In A twilight of women, Molvig presents a common patriarchal trope of a witches’ coven; however, the underlying structure of the painting reveals that Molvig was in a visual dialogue with several artists whose work he admired, including Edvard Munch (1863–1944), Ernst Ludwig Kirchner (1880–1938) and Georges Rouault (1871–1958). The composition of the painting references Les Demoiselles d’Avignon 1907, the famous work by Pablo Picasso (1881–1973) in the collection of The Museum of Modern Art in New York.
Jon Molvig was born in Newcastle, Australia, in 1923. After serving in New Guinea and the Philippines during World War Two, Molvig studied art for three years in Sydney, then went on to travel throughout Europe, where he encountered the German and Norwegian expressionists who would significantly influence his work.
From 1955 until his death in 1970, Molvig was based in Brisbane.
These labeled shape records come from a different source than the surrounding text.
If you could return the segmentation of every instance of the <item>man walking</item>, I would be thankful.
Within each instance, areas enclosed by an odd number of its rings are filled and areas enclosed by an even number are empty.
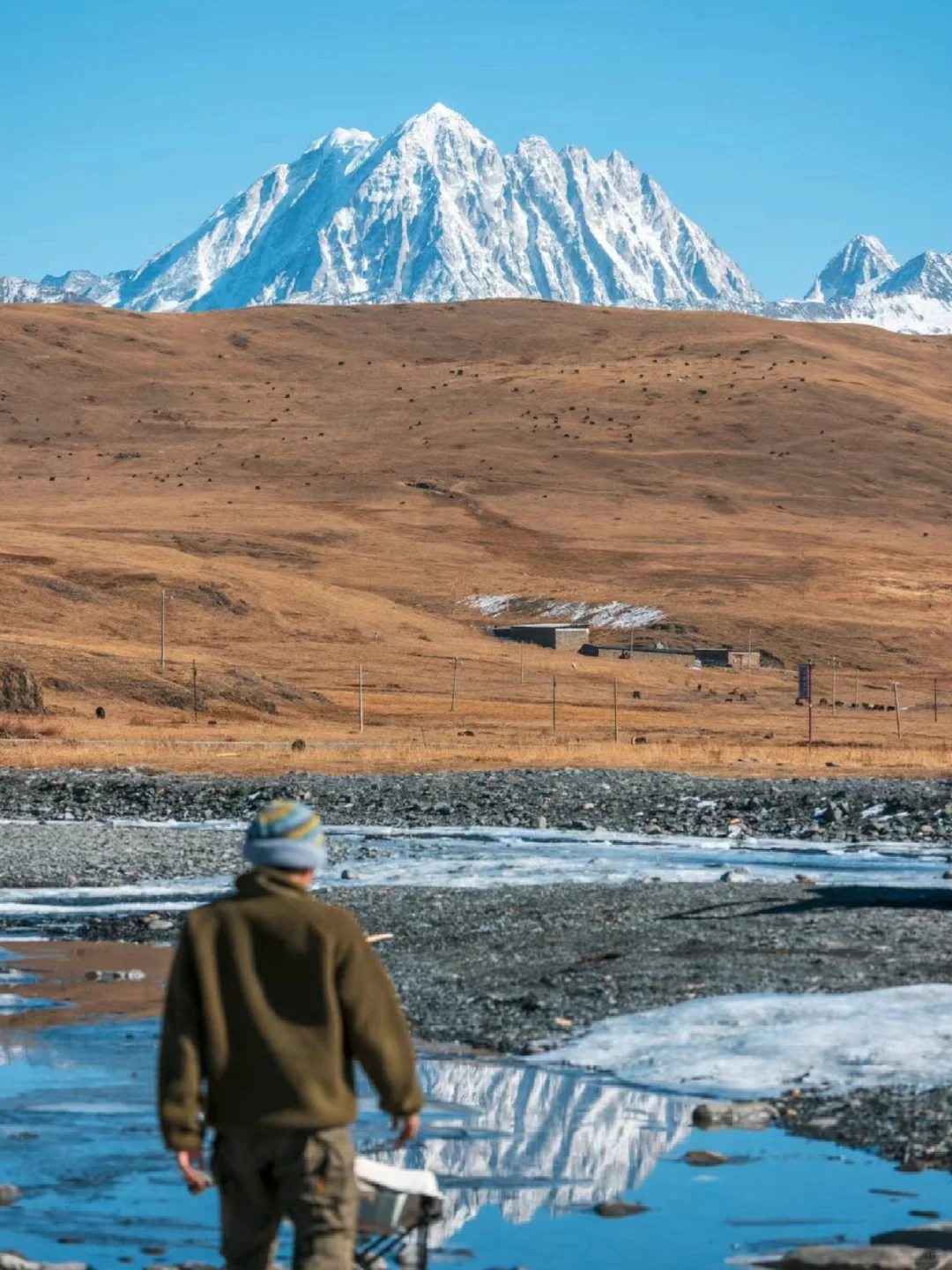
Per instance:
[[[308,894],[325,859],[314,812],[268,804],[245,859],[235,893],[194,909],[182,932],[159,1063],[162,1137],[198,1191],[203,1125],[216,1130],[228,1270],[267,1270],[283,1217],[294,1270],[352,1270],[354,1062],[404,1144],[423,1105],[410,1034],[357,919]]]

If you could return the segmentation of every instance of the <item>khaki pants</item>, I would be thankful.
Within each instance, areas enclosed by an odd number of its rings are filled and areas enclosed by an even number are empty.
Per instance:
[[[284,1217],[294,1223],[293,1270],[353,1270],[357,1182],[348,1129],[218,1134],[212,1172],[227,1270],[267,1270]]]

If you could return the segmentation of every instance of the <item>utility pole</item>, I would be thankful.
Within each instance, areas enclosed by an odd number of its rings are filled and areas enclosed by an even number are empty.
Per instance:
[[[895,702],[896,706],[896,737],[899,737],[899,739],[901,740],[902,723],[899,718],[899,685],[895,681],[892,682],[892,701]]]

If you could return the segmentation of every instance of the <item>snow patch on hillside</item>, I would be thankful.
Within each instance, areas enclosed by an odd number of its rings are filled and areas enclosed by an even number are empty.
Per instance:
[[[506,617],[538,622],[588,622],[589,626],[650,626],[664,613],[650,605],[622,601],[592,603],[584,599],[551,599],[538,596],[467,596],[465,603],[484,617]]]
[[[726,1099],[952,1083],[952,984],[687,1001],[609,1019],[537,1062]]]

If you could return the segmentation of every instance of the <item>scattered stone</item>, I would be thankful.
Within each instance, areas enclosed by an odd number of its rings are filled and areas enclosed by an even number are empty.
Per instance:
[[[627,1204],[623,1199],[607,1199],[595,1204],[598,1217],[637,1217],[638,1213],[649,1213],[645,1204]]]
[[[44,714],[43,690],[25,665],[6,662],[0,665],[0,711],[3,714]]]
[[[84,1261],[29,1261],[19,1252],[0,1252],[0,1270],[89,1270]]]
[[[765,1129],[777,1109],[770,1102],[701,1102],[691,1119],[698,1129]]]
[[[722,872],[717,880],[735,883],[750,881],[750,870],[745,866],[741,866],[740,869],[729,869],[726,872]]]
[[[764,1262],[760,1262],[764,1265]],[[951,1270],[952,1257],[924,1265],[919,1248],[807,1246],[774,1261],[781,1270]]]
[[[684,1163],[694,1168],[717,1168],[720,1165],[729,1165],[730,1158],[720,1151],[685,1151],[683,1156]]]
[[[876,1247],[901,1245],[906,1248],[938,1248],[941,1252],[952,1252],[952,1222],[885,1231],[882,1234],[873,1234],[869,1243]]]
A complex man, his career was characterised by radical shifts in style. Molvig was also known for his highly considered exploration of technique and the power of his symbolism.
It’s a matter of inventing symbols for what you want to say and putting the symbols down in paint . . . I believe that for every subject you tackle you must invent a new set of symbols and sometimes a new technique to say what you want to say.1 — Jon Molvig
1 Jon Molvig Interviewed by Hazel de Berg in the Hazel de Berg Collection [sound recording], Hazel de Berg Collection, National Library of Australia, Canberra; DeB 15, June 1961, <http://nla.gov.au/nla.obj-214255022>, accessed July 2019.
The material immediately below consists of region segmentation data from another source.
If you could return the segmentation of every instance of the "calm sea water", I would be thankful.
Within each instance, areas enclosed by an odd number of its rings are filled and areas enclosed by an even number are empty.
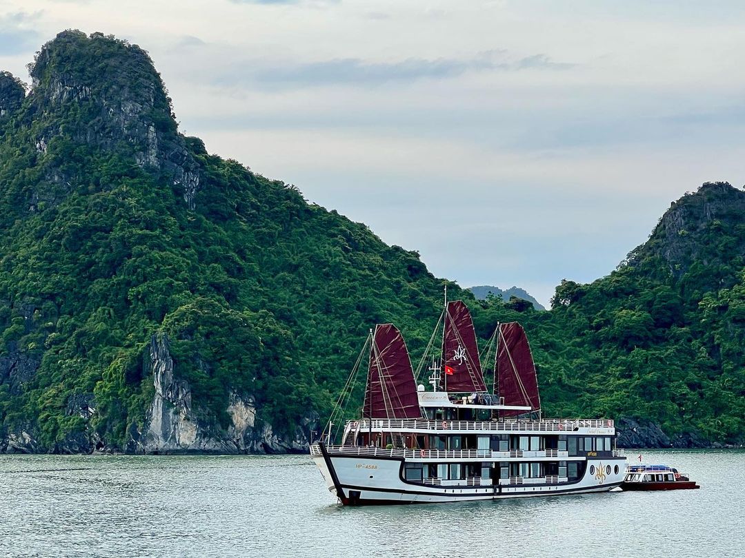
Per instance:
[[[745,452],[644,457],[701,490],[350,508],[305,456],[0,456],[0,556],[745,556]]]

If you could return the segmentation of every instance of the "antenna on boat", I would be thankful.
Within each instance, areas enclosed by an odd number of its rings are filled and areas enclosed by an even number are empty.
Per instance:
[[[434,355],[432,355],[432,365],[429,368],[432,373],[429,376],[429,383],[432,385],[432,391],[437,391],[437,384],[440,383],[440,363],[437,362],[434,359]]]

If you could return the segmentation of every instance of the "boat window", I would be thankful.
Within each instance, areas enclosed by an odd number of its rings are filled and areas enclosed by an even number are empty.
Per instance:
[[[539,478],[542,477],[541,475],[541,464],[539,463],[531,463],[530,464],[530,478]]]
[[[580,476],[580,471],[578,467],[578,464],[575,461],[571,461],[568,464],[568,472],[569,478],[575,479]]]
[[[406,480],[421,481],[422,480],[422,465],[420,464],[406,464]]]
[[[530,475],[530,469],[528,466],[530,464],[521,463],[520,464],[520,476],[524,478],[527,478]]]
[[[444,463],[437,464],[437,478],[448,478],[448,465],[447,465],[447,464],[444,464]]]

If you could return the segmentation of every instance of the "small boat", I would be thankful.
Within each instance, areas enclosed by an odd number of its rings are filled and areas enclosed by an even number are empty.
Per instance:
[[[630,465],[621,487],[624,490],[681,490],[701,487],[667,465]]]

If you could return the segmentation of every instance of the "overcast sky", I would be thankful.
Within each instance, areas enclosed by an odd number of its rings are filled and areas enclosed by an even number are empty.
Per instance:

1. How has Molvig used line to create a rhythm in his composition?
2. The sun and the moon are frequent symbols in Molvig’s work. What does the moon symbolise in A twilight of women?
1. Using charcoal, draw a human figure (refer to images online or in a magazine). Repeat this process two or three times on the same piece of paper. Emphasise the pose and movement of the figures by accentuating and repeating lines.
2. Research the artists who influenced Molvig when he created A twilight of women.